Bhabha encouraged the audience to refrain from seeing racial profiling as an attempt to be ‘safe rather than sorry’, because “false promises of safety are just as dangerous as doing nothing at all.”
Resistance, response, reform, restore
According to Mandhane, the OHRC continues to work on several initiatives to bring topics of discrimination to the forefront.
“We are putting in submissions to the governments on their new draft regulations of carding and segregation,” she said. “We are bringing a race lens to the use of segregation in jails and prisons.”
“Racial profiling has damaged many lives – African-Canadian lives.”
Anthony Morgan, policy and research lawyer at the African Canadian Legal Clinic, presented a visual model of what social transformation could look like, using four key words – resistance, response, reform, restore. Morgan used past social movements to demonstrate how his module is applicable, including the 1992 Yonge Street riots.
In response to the riots, there was the release of the Stephen Lewis Report on Race Relations in Ontario and the creation of the Black Action Defence Committee (BADC) – steps Morgan deems a social response.
“We continue to go in the same circle,” Morgan said. “We’re not addressing the ultimate impacts that these systems have.
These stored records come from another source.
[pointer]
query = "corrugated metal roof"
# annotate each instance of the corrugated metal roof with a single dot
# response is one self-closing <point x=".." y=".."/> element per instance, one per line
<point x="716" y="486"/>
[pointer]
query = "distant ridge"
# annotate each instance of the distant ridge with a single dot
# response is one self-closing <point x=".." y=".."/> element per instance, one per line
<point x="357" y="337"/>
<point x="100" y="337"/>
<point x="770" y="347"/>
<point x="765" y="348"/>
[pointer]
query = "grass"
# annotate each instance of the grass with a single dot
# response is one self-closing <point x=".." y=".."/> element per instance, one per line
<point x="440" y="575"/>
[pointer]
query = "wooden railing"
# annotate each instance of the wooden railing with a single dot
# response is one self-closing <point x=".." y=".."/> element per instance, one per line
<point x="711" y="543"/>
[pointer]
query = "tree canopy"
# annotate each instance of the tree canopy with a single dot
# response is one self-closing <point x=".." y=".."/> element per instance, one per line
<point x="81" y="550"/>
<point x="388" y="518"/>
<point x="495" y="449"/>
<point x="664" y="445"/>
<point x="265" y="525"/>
Racial profiling has damaged many lives – African-Canadian lives.”
Morgan said the solution is looking at ways to “restore communities” while pointing to the word in the middle of his module.
“Restoration is about tackling and informing community members on how they choose to resist and respond to the government on [racial profiling].”
Important to continue the discussion
For newcomers, Siddiqui said the discussion on racial profiling shows that in Canada we want every citizen treated equally.
“If that’s what the law says, we need to implement that law,” he said. “Our constitution, our charter, our human rights legislation and our entire body of human rights sub-culture is important to Canadians.”
“If we’re going to fix a problem we have to recognize we have one.”
Morgan explained that new Canadians may not be familiar with the repercussions and tactics of racial profiling, but having an event like the public lecture can give them a sense of comfort.
“Sometimes you may feel like you’ve been treated differently, but you’re not quite sure,” he said. “Being in a space like this, says that it is part of a larger language in which some people end up being treated [differently] because of their ethnicity.”
Chief Corston summarized the importance of the community discussion of racial profiling by stating it leads back to education.
“If we’re going to fix a problem we have to recognize we have one,” he stated. “It’s not about blame, it’s about learning the history of wrongdoing and the history of bringing down people.”
Mandhane stressed the importance of dialogue in moving beyond the surface of racial profiling to create a policy that can guide institutions in solving the problem.
“Actually meeting and speaking with people, hearing their experiences, it’s the whole reason we do the work,” she said. “If, in the short term, that doesn’t result in the sorts of changes we want, you have to believe that you’re in for the long haul if you’re interested in systemic discrimination.”